Пассажиры империала
Шрифт:
Какая сухость души! Бельмин вспомнил, что у его Мирадора при виде звёздного неба всегда слёзы наворачивались на глаза… Но, может быть, одно от другого неотделимо: надо быть бесчеловечным, чтобы испытывать высокие чувства.
V
Творимая легенда, гений, признательность человечества — всё это прекрасно, возвышенно, но плохо уживается с теснотою. «Школа Робинеля», открытая на улице Ампера, занимала особняк, облицованный по фасаду цветными изразцами в голландском стиле; он был построен на узенькой полоске земли, между двумя семиэтажными домами, — как будто его втиснули туда вместе с маленьким садиком и большой верандой. В особняке с трудом разместились сами Мейеры, два классных надзирателя и холостяк Робинель. Больше от классных комнат оторвать уже было невозможно. Меркадье пришлось удовольствоваться каморкой для прислуги, находившейся под самой крышей; Сарра трудилась от всего сердца, стараясь сделать её поуютнее для мужнина благодетеля.

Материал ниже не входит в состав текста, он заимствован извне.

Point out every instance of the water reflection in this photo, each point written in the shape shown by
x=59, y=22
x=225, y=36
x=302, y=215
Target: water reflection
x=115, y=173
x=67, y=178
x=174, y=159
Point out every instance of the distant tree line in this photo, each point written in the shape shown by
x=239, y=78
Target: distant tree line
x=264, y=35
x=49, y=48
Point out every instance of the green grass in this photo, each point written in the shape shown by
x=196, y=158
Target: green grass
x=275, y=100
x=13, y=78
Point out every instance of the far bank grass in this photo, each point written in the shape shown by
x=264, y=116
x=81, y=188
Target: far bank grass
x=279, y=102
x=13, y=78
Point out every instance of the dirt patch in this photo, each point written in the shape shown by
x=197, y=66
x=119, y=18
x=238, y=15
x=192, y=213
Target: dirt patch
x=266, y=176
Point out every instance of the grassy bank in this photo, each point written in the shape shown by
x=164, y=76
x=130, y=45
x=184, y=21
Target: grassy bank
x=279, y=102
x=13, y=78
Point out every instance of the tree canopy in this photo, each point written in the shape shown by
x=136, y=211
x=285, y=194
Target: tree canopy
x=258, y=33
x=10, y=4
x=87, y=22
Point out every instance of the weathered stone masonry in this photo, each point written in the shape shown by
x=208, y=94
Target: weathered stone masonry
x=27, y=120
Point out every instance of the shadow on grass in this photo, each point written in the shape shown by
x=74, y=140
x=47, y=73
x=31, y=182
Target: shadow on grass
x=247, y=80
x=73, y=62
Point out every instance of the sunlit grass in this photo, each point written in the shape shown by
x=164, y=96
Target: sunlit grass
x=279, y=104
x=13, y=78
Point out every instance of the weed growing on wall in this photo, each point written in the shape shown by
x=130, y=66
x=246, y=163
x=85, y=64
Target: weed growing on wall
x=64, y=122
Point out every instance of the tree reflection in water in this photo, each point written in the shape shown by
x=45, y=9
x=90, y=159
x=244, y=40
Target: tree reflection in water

И всё же уборная была двумя этажами ниже, умываться приходилось под краном в коридоре. Классные надзиратели вскоре возненавидели нового сотрапезника, — он-то ведь был дипломированным педагогом, хотя на него возложили всякие обязанности, начиная от репетиторства и кончая преподаванием истории. С первого же дня он так распределил свои часы занятий, чтобы быть свободным во второй половине дня, а надзиратели изнывали до вечера на дежурствах в классных комнатах. В четверг, однако, Меркадье их заменял, — по четвергам шли занятия с
За столом собирались все вместе: Мейер со своими ребятишками, Робинель, надзиратели, «новичок», и эти обеды, нечто вроде семейных трапез, носили характер патриархальной и ласковой торжественности, которую Сарра любила вкладывать во все свои домашние дела, и вместе с тем на них царило слащавое лицемерие, ибо за этим ритуалом скрывалась сильная, но подавленная ненависть. Робинель по-прежнему ненавидел Меркадье — из-за дела Дрейфуса; кроме того, он чувствовал себя жертвой обмана, потому что на вывеске школы значилось его имя, а школа ему не принадлежала. Кроме того, у него была давняя любовная связь, и он знал, что любовница ему изменяет. Дети Мейера его раздражали. Надо сознаться, дети Мейера могли кого угодно вывести из терпения, особенно старший, восьмилетний Пьер, который называл Пьера Меркадье крёстным. Из-за детей нельзя было позволить себе за столом ни малейшей вольной шутки: Сарра краснела и, улыбаясь, указывала на ребятишек. Оба классных надзирателя, — прыщеватый юнец и сырой, рыхлый толстяк, — ненавидели всех, а больше всего Пьера Меркадье. Дети ненавидели и надзирателей, и «крёстного», и Робинеля, и шумно ссорились между собой. Мейера постоянно одолевал страх, что он вложил приданое Сарры в убыточное дело. Из-за этого он превратился в ходячую счётную машину, смотрел на всех растерянным, блуждающим взглядом и за столом едва замечал, что он ест. Только Сарра поддерживала ту атмосферу доброты, без которой она не могла жить. Ей необходимо было считать всех окружающих счастливыми. Ей необходимо было на каждом шагу творить добро. Но рядом с ней сидела старуха Мейер, голодавшая всю свою жизнь; она с ужасом смотрела на хозяйственные расходы и на «паразитов», как она называла Робинеля и классных надзирателей, и даже по лицу её было видно, что ей мучительно жалко тех кушаний, которые они пожирают. К концу обеда лицо у неё делалось с кулачок, каждая складка и морщина его выражали страдание, и раз в неделю, когда на сладкое подавали шарлотку с яблоками, все страдали, сочувствуя её мукам.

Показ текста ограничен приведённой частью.